264674 Modeling of Alkane Hydrate Dissociation Conditions in the Presence of Electrolyte Solutions and Alcohols Using Ion-Based Statistical Associating Fluid Theory
Modeling of Alkane Hydrate Dissociation Conditions in the Presence of Electrolyte Solutions and Alcohols Using Ion-Based Statistical Associating Fluid Theory
Ion-based statistical associating fluid theory (SAFT2), coupled with van der Waals and Platteeuw model for hydrate phase, is applied to describe the hydrate dissociation conditions for methane, ethane, and propane in the presence of electrolyte solutions, alcohols, and mixed electrolyte - ethylene glycol solutions.
The ions are treated as nonassociating spherical segments, the parameters of which are obtained by fitting experimental activity coefficient and liquid density data of single aqueous salt solution. The binary interaction parameters for correcting the short-range interactions between ions and water, and between ions and alkanes are not needed. The model can be conveniently extended to mixed electrolytes solutions without introducing additional binary interaction parameters. The inhibition effects of NaCl, KCl, and CaCl2 solutions, including their mixtures, on alkane hydrate are found to be well predicted.

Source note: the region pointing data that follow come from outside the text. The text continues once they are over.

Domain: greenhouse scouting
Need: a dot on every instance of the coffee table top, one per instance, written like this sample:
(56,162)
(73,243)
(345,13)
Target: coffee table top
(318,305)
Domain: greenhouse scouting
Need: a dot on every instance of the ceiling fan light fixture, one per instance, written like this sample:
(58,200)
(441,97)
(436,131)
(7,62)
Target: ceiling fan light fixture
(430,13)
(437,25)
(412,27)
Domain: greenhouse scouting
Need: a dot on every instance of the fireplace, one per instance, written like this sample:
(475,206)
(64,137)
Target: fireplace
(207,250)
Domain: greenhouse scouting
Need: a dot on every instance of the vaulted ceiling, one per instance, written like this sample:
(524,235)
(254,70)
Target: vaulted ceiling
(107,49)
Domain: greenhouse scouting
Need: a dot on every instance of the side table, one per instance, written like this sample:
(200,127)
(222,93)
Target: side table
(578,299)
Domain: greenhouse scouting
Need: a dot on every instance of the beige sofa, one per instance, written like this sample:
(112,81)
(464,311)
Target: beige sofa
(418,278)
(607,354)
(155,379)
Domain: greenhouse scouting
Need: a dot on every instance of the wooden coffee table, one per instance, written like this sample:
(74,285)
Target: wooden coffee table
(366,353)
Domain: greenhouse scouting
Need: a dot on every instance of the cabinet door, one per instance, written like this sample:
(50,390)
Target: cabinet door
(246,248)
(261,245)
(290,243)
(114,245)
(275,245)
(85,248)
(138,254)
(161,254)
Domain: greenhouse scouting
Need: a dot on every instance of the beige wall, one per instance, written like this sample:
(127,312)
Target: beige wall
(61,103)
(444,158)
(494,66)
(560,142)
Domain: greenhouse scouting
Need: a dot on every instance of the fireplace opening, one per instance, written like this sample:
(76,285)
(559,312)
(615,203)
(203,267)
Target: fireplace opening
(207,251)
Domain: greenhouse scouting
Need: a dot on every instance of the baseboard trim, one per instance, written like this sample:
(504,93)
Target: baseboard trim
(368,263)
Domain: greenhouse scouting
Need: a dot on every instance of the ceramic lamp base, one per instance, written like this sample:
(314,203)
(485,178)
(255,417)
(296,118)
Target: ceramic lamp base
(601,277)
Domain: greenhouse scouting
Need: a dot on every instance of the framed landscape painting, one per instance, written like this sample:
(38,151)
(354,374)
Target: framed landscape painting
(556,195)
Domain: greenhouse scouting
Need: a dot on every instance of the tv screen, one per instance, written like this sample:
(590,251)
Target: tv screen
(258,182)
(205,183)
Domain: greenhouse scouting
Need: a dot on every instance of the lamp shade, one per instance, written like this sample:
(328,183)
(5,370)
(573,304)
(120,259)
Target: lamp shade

The alcohol parameters are obtained by fitting experimental saturation pressure and liquid density data of pure alcohol. The binary interaction parameters between alcohols and water are regressed from the vapor-liquid equilibrium data of binary water – alcohol mixtures. The binary interaction parameters between alkanes and alcohols are not needed. With this approach, the alkane hydrate dissociation conditions in the presence of ethanol, ethylene glycol (MEG), and glycerol are also well predicted.
Without additional fitted parameters, except for the constant binary interaction parameter between Ca2+ and ethylene glycol, the model is successfully applied to the prediction of alkane hydrate dissociation conditions in the presence of solutions containing both electrolytes (NaCl, KCl, CaCl2) and ethylene glycol (MEG). In contrast to the commonly used thermodynamic models for mixed electrolyte solutions, which in many cases require concentration-dependent parameters, we find that the proposed model, with a simple extension to mixtures, accurately predicts the alkane hydrate dissociation conditions and well-captures the effect of different compositions of mixed inhibitors.